During my travels around the country, I have come across two sources of unattended solid waste that need attention on a war footing. Both these sources are ubiquitous in the urban centres as well as in the peripheries of our towns and cities. They are plastic and construction debris.
Plastic is non-biodegradable and is simply littered by our people anywhere and everywhere, rendering our landscape dangerous and ugly. Plastic also ruins water bodies and blocks drains, creating unimaginable filth and aggravating insanitary conditions. If we do not confront the problem of plastic head-on, all our efforts to clean up India will be in vain. In keeping with your vision of citizen involvement, I believe that you should take the opportunity to involve corporate citizens also and throw a challenge to the Indian plastic industry to solve the problem which, in part, they have created. You should require the Indian Plastic Industry Association to sign an agreement with the government that they will collectively use their CSR funds to create a nationwide plastic buyback programme. They should offer to buy used plastic from any seller; they can have differential pricing for plastic used for bottled water, thick plastic, thin plastic, flexi-plastic and so on. They should then take responsibility either for re-use or for disposal. They should actively invest in R&D to create new and unusual ways for re-using the collected plastic. This initiative will simultaneously involve millions of poor citizens who will collect and sell waste plastic to the industry association and corporate India, giving impetus to your position that citizens need to participate as active agents in creating Swachh Bharat. The plastic industry may argue that the responsibility should in fact devolve on the users of plastic packaging. You should politely to this argument stating that it is up to the plastic industry to figure out how to harness the co-operation of the industries and end-users of packaging. If they are unable or unwilling to take up this initiative with their CSR funds, you can always hint that perhaps the finance ministry could consider a modest tax on plastic!

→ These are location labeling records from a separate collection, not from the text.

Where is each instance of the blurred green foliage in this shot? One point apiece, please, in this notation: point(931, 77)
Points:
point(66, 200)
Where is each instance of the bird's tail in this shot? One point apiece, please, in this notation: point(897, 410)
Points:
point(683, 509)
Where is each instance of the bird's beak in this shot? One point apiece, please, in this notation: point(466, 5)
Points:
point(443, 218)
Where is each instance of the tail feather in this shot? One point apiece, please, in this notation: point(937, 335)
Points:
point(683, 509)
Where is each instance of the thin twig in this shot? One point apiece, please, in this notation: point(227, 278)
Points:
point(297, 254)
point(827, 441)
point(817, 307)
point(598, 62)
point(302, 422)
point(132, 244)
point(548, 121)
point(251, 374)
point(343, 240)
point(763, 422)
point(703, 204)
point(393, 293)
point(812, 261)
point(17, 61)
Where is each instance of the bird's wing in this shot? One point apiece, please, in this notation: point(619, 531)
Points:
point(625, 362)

A similar approach can be taken for dealing with construction debris, which not only disfigures our roads, but also frequently blocks our drains and water channels. You can have an agreement with an association like CREDAI, that every single CREDAI member will guarantee that they will not dump construction debris in public spaces. Additionally, CREDAI can set up sites where construction debris can be collected for recycling. Here too, creative R&D spending, in order to expand recycling possibilities, would be required. Of course, this would not prevent those who are not members of CREDAI from continuing to dump construction debris indiscriminately. But we have to make a beginning somewhere. And if CREDAI can prove that construction debris can be recycled with a positive economic gain, the problem may actually progressively diminish.
The major problem with our bureaucracy is that rather than suggesting positive incentive systems to solve problems like plastic or construction debris at a detailed level, they will propose broad draconian legislation that will not be implementable, but which will doubtless increase the discretionary powers of these officials. Kindly beware of the bureaucratic draftsmen of silly laws. We need workable incentive systems in our country. The very opposite of the kinds of laws that your numerous joint secretaries keep suggesting to your ministers.

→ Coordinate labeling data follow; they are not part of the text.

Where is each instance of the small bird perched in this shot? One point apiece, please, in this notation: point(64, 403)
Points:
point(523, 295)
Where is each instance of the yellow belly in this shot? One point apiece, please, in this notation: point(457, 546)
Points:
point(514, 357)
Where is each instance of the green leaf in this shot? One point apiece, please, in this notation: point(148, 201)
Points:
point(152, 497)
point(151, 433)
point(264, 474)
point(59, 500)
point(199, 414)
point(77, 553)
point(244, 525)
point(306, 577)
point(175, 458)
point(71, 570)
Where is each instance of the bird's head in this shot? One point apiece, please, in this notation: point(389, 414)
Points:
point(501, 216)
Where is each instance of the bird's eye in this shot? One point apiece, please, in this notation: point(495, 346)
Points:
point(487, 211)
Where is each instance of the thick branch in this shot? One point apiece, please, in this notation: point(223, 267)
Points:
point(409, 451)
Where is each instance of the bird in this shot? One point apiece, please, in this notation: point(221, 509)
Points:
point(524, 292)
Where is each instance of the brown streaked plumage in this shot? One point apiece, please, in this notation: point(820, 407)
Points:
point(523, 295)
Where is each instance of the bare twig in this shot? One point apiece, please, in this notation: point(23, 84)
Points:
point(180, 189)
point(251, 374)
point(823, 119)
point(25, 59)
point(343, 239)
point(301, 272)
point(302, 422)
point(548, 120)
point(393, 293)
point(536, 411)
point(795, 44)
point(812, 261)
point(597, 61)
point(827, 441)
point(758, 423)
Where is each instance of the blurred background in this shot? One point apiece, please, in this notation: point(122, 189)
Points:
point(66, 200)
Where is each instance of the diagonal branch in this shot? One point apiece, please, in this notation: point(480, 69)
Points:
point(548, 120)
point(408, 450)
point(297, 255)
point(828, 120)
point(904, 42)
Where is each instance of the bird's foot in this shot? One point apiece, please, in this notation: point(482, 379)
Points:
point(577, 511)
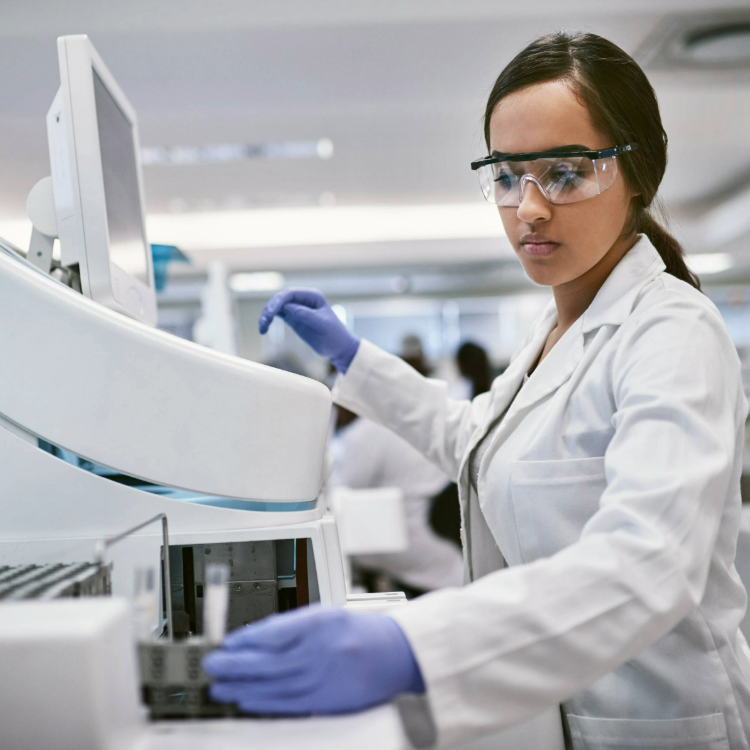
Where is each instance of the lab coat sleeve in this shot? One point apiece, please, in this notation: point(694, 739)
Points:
point(383, 388)
point(526, 638)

In your home state of Gujarat, in Vapi, collective action by industry has managed to actually put the genie of pollution back in its bottle. If we want to ensure that industrial waste does not continue to blight the Ganga, these are the kind of actions we need to consider. Building waste treatment plants has never been a problem. The question is who will operate the plants sensibly? Again, throwing the challenge back to the industry collective makes eminent sense as credibility, legitimacy and their permission to do business are all at stake.
Wishing you the best in ensuring the participation of citizens—individual and corporate in the creation of Swachh Bharat.